I want a while loop to store an input in a variable and check if it is an integer or a float before printing a statement and breaking the loop. If the variable fails the check I want it to continue back to the top of the loop and ask for the input again until it gets a valid response.

Somehow regardless of what the input is, the loop asks for an input again and seems to skip the if conditional block.

def FeelingCalc():

    Monday = 0

    while Monday == 0:
        Monday = input("On a scale of 1 to 10, how did you feel on Monday? ")
        if isinstance(Monday,(int,float)) and 11 > float(Monday) > 0:
            print("Alright. Let's move on.")
            break
        else:
            print("Please type a whole number between 1 and 10.")
            Monday = 0
            continue

I have tried different solutions for the if conditional like:

if Monday != type(int)

but that doesn't seem to do anything either. It still goes to the else block.

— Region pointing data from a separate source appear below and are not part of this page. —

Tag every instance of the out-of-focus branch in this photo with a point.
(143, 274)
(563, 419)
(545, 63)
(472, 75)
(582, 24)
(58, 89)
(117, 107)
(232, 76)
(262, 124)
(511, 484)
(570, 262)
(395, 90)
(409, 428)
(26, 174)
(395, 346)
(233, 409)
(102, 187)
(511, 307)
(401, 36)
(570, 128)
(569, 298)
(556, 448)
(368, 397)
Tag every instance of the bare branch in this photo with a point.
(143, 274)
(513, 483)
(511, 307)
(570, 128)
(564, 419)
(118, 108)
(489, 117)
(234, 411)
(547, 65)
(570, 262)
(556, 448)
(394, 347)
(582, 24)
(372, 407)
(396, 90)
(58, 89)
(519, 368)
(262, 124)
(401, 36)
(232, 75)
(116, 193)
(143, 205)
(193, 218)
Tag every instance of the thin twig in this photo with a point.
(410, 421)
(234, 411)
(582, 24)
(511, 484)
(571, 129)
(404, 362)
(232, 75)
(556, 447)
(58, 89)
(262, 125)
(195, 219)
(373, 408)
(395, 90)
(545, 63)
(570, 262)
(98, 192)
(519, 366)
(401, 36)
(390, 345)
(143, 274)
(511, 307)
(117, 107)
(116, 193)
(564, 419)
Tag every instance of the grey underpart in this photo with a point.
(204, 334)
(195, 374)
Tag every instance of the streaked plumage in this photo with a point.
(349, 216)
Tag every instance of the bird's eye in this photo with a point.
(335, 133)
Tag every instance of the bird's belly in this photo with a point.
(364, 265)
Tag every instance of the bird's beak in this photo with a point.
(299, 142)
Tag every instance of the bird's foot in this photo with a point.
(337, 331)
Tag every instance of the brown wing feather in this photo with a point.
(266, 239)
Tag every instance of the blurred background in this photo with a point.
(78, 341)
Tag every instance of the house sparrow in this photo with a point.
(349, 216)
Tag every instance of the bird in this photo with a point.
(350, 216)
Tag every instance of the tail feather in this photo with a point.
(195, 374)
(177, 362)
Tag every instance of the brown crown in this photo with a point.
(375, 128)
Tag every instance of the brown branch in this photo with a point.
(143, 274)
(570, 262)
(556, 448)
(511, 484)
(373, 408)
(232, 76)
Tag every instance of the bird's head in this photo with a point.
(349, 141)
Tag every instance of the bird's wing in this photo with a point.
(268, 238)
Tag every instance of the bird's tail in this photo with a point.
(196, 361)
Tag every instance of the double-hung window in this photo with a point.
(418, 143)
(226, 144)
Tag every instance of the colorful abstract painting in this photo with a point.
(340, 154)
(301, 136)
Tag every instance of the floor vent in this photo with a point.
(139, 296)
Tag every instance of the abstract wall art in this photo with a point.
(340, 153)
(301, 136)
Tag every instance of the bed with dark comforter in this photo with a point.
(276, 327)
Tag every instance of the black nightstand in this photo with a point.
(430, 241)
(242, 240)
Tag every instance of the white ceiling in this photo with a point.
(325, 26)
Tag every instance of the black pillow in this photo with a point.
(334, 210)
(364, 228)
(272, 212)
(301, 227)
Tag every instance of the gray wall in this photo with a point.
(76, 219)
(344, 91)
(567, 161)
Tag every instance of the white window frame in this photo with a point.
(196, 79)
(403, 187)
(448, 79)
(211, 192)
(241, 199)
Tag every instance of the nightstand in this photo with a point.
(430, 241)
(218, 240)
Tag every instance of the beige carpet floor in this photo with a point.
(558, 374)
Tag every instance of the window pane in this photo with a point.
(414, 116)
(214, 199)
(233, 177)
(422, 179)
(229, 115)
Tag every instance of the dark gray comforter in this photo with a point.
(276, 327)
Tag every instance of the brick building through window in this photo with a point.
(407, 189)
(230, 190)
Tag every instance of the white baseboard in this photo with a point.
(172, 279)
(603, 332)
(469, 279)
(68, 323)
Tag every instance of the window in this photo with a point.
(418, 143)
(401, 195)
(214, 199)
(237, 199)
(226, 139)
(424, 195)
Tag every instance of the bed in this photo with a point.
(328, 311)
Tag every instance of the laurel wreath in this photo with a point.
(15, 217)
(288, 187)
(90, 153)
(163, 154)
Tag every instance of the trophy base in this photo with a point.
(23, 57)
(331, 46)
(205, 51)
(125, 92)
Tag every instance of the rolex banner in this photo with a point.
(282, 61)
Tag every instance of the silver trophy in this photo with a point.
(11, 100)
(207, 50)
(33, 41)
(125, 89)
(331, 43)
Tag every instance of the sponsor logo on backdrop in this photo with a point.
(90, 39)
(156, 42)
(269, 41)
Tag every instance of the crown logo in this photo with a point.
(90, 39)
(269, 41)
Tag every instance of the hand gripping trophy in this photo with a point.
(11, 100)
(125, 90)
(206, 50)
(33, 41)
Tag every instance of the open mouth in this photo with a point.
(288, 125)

CodePudding user response：

You always get string when you use input. So, you have to convert Monday to an integer or float.

Monday = int(input("On a scale of 1 to 10, how did you feel on Monday? "))

EDIT

You might want to use try block:

try:
   Monday = float(input("On a scale of 1 to 10, how did you feel on Monday?"))
except: 
   Monday = 0

CodePudding user response：

The problem is here:

if isinstance(Monday,(int,float)) and 11 > float(Monday) > 0:

Since Monday is derived from input() it will always be a string. If it wasn't a string, but an int or float, there would be no need to cast it to float. You probably want something like this:

try:
    x = float(input())
except:
    print("Please enter a number ")

if x > 11 or x < 0:
    print("Number must be in range 1-10")

EDIT if you don't want anything except int (as the other answers assume), replace float with int.